- Run transactions to completion –single threaded –in timestamp order [will use multiple cores, with each having a single thread]
- Only data changed within a single invocation of a stored procedure is in a transaction, transactions can't span multiple rounds of communication with a client.
- You are also discouraged from doing SUM operations because it would take a long time and block other transactions.
I don't see how this is different than a NoSQL database. You cut a number of features (some critical to certain applications) from a relational database and get a bastardized version of a major database. It's a NoSQL database that uses a subset of the SQL standard and an enforced schema!
I find these discussions extremely annoying. I'm currently using MongoDB for my application because:
1. I don't need join support
2. I prefer my current schema to be denormalized.
3. Documents store better than rows for my data.

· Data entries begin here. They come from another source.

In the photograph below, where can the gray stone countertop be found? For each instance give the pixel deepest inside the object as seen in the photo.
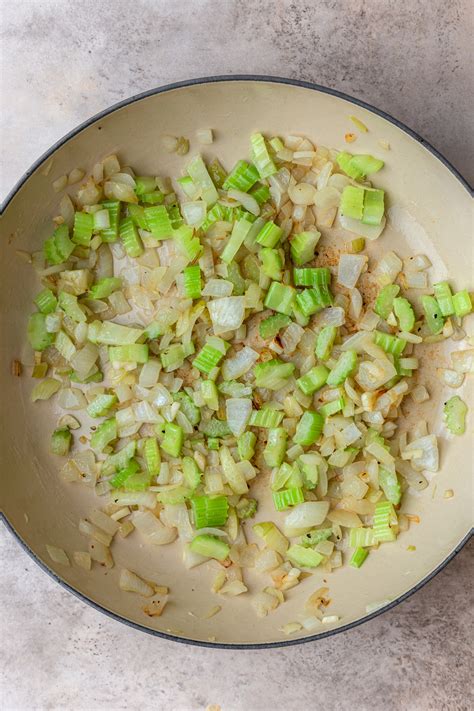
(61, 62)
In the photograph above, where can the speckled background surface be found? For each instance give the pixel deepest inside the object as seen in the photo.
(60, 63)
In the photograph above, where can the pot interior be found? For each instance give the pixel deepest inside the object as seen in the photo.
(431, 216)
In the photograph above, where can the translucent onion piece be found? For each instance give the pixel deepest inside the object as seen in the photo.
(349, 269)
(227, 314)
(237, 413)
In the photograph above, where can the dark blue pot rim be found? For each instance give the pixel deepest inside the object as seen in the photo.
(127, 102)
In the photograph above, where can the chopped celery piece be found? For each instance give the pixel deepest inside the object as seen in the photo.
(64, 345)
(119, 460)
(433, 316)
(444, 298)
(246, 508)
(261, 157)
(236, 239)
(213, 443)
(104, 434)
(144, 184)
(159, 223)
(191, 473)
(198, 172)
(153, 198)
(287, 497)
(68, 303)
(58, 248)
(381, 526)
(358, 166)
(217, 173)
(313, 300)
(129, 469)
(273, 537)
(272, 263)
(189, 187)
(83, 227)
(344, 367)
(309, 428)
(234, 276)
(46, 301)
(188, 408)
(358, 245)
(266, 417)
(384, 301)
(358, 557)
(313, 380)
(280, 298)
(275, 449)
(104, 287)
(260, 193)
(132, 353)
(361, 537)
(246, 445)
(302, 247)
(462, 303)
(388, 343)
(210, 394)
(207, 358)
(188, 245)
(100, 405)
(151, 455)
(113, 208)
(269, 327)
(455, 411)
(61, 442)
(281, 477)
(303, 557)
(173, 440)
(38, 336)
(312, 538)
(373, 207)
(312, 276)
(272, 374)
(330, 408)
(404, 312)
(192, 282)
(390, 485)
(352, 202)
(242, 177)
(130, 239)
(210, 547)
(210, 511)
(269, 235)
(325, 342)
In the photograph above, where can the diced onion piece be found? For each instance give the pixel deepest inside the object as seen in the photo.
(349, 269)
(238, 412)
(226, 314)
(426, 453)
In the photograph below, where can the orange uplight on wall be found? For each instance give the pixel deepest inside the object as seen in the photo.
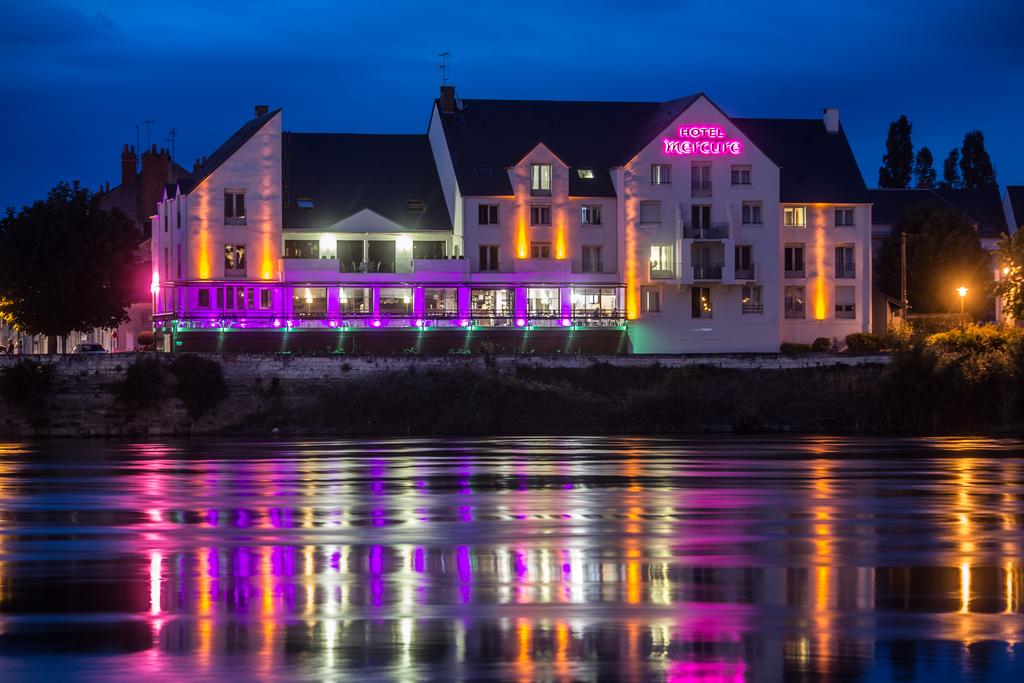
(820, 299)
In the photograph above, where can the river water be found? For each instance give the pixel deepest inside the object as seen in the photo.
(546, 558)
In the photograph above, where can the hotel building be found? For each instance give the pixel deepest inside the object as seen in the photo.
(520, 225)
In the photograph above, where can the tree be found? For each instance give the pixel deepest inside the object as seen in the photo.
(898, 160)
(943, 253)
(66, 264)
(924, 168)
(1010, 257)
(975, 163)
(950, 171)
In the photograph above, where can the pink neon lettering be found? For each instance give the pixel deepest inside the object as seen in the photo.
(702, 140)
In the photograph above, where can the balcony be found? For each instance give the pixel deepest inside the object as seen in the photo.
(708, 272)
(709, 231)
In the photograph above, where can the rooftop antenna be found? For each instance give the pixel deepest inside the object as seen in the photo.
(147, 123)
(443, 55)
(170, 138)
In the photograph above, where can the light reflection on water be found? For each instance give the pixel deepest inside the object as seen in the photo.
(718, 559)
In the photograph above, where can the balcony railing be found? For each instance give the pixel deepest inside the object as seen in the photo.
(700, 187)
(744, 271)
(708, 271)
(708, 231)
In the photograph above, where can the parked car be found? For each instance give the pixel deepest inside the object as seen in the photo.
(88, 348)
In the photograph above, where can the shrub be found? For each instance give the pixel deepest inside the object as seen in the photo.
(821, 345)
(863, 342)
(27, 381)
(794, 348)
(141, 383)
(977, 338)
(201, 385)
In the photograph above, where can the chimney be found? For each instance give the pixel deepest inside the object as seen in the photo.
(832, 120)
(128, 165)
(448, 99)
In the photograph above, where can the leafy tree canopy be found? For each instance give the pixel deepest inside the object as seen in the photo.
(897, 164)
(943, 252)
(66, 264)
(1010, 257)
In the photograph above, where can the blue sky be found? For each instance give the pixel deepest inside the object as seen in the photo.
(77, 75)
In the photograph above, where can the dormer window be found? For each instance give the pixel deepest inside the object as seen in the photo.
(540, 179)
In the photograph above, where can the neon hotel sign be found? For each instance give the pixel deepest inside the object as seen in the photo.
(704, 141)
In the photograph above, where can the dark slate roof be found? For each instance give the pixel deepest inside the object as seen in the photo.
(982, 207)
(1016, 196)
(232, 144)
(486, 136)
(814, 165)
(345, 173)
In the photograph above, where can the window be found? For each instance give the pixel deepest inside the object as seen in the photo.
(540, 179)
(753, 213)
(700, 302)
(844, 217)
(845, 302)
(380, 256)
(846, 268)
(592, 259)
(428, 249)
(650, 212)
(488, 257)
(353, 300)
(591, 215)
(751, 297)
(660, 174)
(650, 299)
(540, 215)
(493, 303)
(309, 301)
(235, 260)
(301, 248)
(440, 302)
(395, 301)
(662, 262)
(593, 301)
(794, 261)
(487, 214)
(795, 306)
(350, 256)
(544, 302)
(740, 175)
(744, 262)
(795, 216)
(235, 207)
(700, 179)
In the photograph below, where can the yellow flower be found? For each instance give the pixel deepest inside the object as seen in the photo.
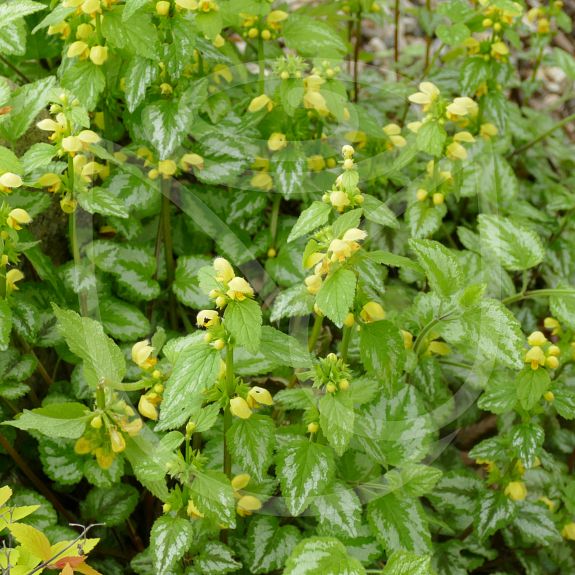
(248, 504)
(372, 311)
(78, 48)
(259, 395)
(426, 96)
(240, 408)
(536, 338)
(455, 151)
(313, 283)
(277, 141)
(240, 481)
(207, 318)
(462, 107)
(192, 160)
(535, 357)
(98, 54)
(142, 354)
(568, 531)
(516, 490)
(18, 217)
(260, 102)
(12, 277)
(224, 270)
(239, 289)
(147, 408)
(487, 131)
(10, 180)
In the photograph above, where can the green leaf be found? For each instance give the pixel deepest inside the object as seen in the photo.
(310, 219)
(431, 138)
(165, 124)
(251, 443)
(515, 247)
(336, 295)
(101, 201)
(305, 470)
(26, 103)
(215, 559)
(186, 283)
(86, 81)
(376, 211)
(169, 540)
(526, 439)
(311, 37)
(339, 511)
(283, 348)
(336, 419)
(495, 511)
(399, 523)
(135, 34)
(11, 11)
(536, 525)
(407, 563)
(212, 493)
(325, 555)
(66, 420)
(103, 359)
(531, 384)
(243, 319)
(195, 370)
(5, 323)
(112, 505)
(440, 266)
(382, 351)
(268, 545)
(123, 320)
(452, 34)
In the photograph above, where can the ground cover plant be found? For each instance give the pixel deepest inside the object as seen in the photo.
(287, 287)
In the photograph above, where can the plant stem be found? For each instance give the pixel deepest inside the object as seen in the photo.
(169, 249)
(396, 17)
(538, 293)
(230, 390)
(542, 136)
(347, 331)
(34, 479)
(356, 49)
(316, 330)
(274, 219)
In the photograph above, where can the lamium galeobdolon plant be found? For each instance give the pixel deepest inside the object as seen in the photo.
(284, 290)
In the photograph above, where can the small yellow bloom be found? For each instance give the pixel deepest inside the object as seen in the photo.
(277, 141)
(248, 504)
(371, 312)
(516, 490)
(147, 408)
(10, 180)
(17, 218)
(142, 354)
(98, 55)
(207, 318)
(259, 395)
(12, 277)
(259, 103)
(240, 408)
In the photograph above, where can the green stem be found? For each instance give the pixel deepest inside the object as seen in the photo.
(230, 390)
(169, 249)
(544, 135)
(274, 219)
(538, 293)
(347, 331)
(315, 331)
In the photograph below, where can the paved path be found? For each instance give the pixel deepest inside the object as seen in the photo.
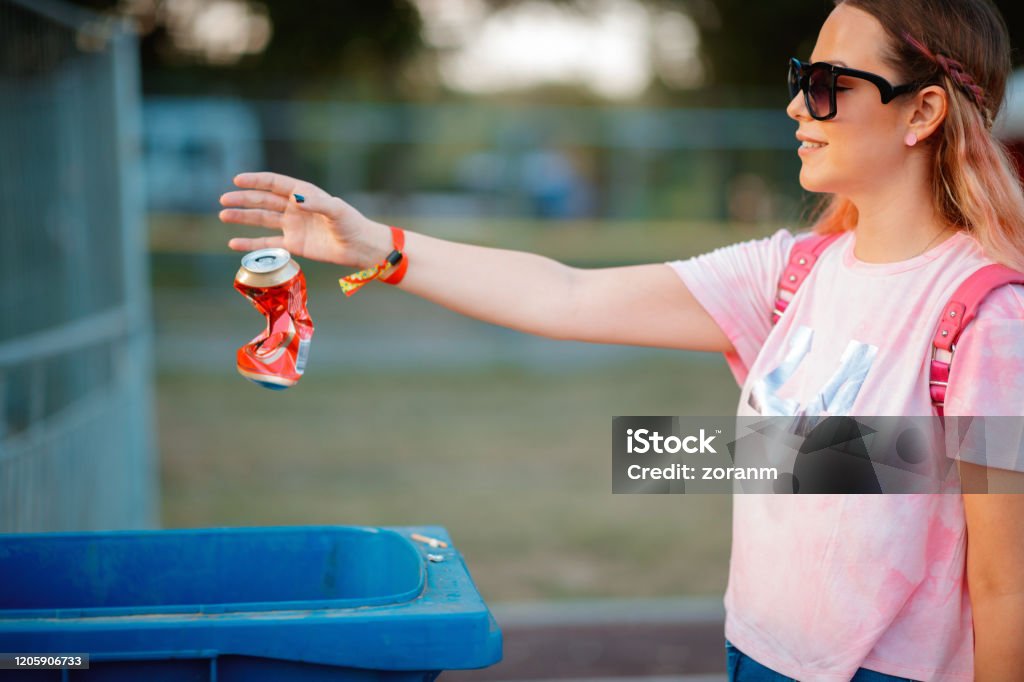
(653, 640)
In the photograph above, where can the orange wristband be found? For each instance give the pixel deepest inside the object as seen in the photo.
(395, 262)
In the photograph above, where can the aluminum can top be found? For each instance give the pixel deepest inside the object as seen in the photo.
(266, 267)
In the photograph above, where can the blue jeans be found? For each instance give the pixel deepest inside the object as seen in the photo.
(744, 669)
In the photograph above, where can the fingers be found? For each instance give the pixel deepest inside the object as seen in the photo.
(317, 203)
(259, 217)
(282, 185)
(245, 244)
(254, 199)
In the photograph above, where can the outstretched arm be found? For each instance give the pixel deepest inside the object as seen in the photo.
(645, 305)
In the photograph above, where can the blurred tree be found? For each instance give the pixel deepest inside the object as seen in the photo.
(312, 44)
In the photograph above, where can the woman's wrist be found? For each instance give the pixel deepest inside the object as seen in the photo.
(374, 247)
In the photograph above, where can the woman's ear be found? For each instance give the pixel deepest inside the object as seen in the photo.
(930, 107)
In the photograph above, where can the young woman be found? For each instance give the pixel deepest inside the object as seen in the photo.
(894, 114)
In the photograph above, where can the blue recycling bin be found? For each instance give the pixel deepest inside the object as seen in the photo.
(253, 604)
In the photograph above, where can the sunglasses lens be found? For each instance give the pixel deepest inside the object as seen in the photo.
(819, 83)
(794, 80)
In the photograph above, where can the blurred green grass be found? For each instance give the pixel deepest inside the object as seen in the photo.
(514, 461)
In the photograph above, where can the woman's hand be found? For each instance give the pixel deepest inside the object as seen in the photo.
(320, 226)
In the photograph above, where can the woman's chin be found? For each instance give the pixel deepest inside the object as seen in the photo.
(812, 182)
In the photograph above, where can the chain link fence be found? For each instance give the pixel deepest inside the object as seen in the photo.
(76, 428)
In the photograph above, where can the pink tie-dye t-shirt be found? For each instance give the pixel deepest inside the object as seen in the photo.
(821, 585)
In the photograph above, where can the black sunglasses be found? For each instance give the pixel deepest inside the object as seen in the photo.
(818, 83)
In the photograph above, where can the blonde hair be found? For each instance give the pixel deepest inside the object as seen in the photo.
(962, 45)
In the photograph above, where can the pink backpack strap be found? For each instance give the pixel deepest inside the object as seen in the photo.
(805, 253)
(957, 313)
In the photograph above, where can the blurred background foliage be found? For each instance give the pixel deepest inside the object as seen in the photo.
(600, 133)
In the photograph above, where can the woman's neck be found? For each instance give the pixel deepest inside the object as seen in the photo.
(898, 223)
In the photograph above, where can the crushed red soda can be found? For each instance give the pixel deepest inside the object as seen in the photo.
(275, 286)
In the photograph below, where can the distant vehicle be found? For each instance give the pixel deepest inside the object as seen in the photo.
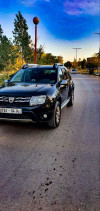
(37, 92)
(73, 71)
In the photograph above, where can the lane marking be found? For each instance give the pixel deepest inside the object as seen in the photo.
(86, 78)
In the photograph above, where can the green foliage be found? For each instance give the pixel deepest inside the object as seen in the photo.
(68, 64)
(13, 54)
(21, 37)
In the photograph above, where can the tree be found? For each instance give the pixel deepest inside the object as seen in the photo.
(22, 38)
(68, 64)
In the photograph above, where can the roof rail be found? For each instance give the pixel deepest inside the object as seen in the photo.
(57, 64)
(29, 65)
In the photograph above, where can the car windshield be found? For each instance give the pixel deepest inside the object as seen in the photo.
(35, 75)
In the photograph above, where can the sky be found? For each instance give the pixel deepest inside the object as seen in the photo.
(64, 24)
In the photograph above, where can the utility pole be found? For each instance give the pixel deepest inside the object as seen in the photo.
(35, 21)
(99, 52)
(76, 53)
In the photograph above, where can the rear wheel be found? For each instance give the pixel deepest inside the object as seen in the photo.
(71, 102)
(55, 120)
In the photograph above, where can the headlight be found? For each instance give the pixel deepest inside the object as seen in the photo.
(37, 100)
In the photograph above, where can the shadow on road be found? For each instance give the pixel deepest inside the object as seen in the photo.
(29, 125)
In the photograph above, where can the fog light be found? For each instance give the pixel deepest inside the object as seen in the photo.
(45, 116)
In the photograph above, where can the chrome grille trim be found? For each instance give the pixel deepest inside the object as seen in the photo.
(16, 99)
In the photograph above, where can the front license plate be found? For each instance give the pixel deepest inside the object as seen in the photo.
(10, 111)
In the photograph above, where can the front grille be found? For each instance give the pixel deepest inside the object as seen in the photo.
(15, 116)
(17, 101)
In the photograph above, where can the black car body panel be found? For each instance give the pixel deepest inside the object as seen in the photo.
(21, 93)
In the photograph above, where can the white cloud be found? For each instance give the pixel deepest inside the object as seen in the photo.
(77, 7)
(31, 3)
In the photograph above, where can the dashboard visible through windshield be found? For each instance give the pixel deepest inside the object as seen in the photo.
(35, 75)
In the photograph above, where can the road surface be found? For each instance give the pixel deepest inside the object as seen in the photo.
(54, 169)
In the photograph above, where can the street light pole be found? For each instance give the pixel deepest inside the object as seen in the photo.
(35, 21)
(99, 51)
(76, 52)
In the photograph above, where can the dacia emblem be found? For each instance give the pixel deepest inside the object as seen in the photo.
(11, 99)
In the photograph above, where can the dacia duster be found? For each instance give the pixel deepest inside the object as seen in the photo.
(37, 92)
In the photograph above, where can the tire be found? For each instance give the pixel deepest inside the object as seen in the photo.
(71, 102)
(55, 120)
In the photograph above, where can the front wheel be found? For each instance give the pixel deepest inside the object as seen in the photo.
(55, 120)
(71, 102)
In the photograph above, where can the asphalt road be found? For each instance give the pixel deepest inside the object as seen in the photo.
(54, 169)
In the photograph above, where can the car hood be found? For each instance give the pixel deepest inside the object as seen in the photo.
(24, 89)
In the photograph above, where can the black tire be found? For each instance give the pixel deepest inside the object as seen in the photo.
(55, 120)
(71, 99)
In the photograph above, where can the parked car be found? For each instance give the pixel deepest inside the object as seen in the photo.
(37, 92)
(73, 71)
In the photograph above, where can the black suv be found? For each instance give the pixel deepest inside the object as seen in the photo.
(37, 92)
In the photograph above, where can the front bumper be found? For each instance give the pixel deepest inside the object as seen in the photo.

I could have used a relational database just fine. My data will fit with a little nudging.
The point is, you use the technology that best fits your problem. My current problem fits well into MongoDB but it could be solved less nicely with a different database.
All VoltDB is is another option if you have corners you can cut from the normal relational database model.
FYI: Relational databases don't require transactions of any kind. SQL92 does require transactions; however it's not required to support multiple rounds of communication with the client.
Suggesting there is no difference between a Key Value store and an SQL database capable of ad hock queries, Transactions, and Joins is ridiculous.
> Suggesting there is no difference between a Key Value store and an SQL database capable of ad hock queries, Transactions, and Joins is ridiculous.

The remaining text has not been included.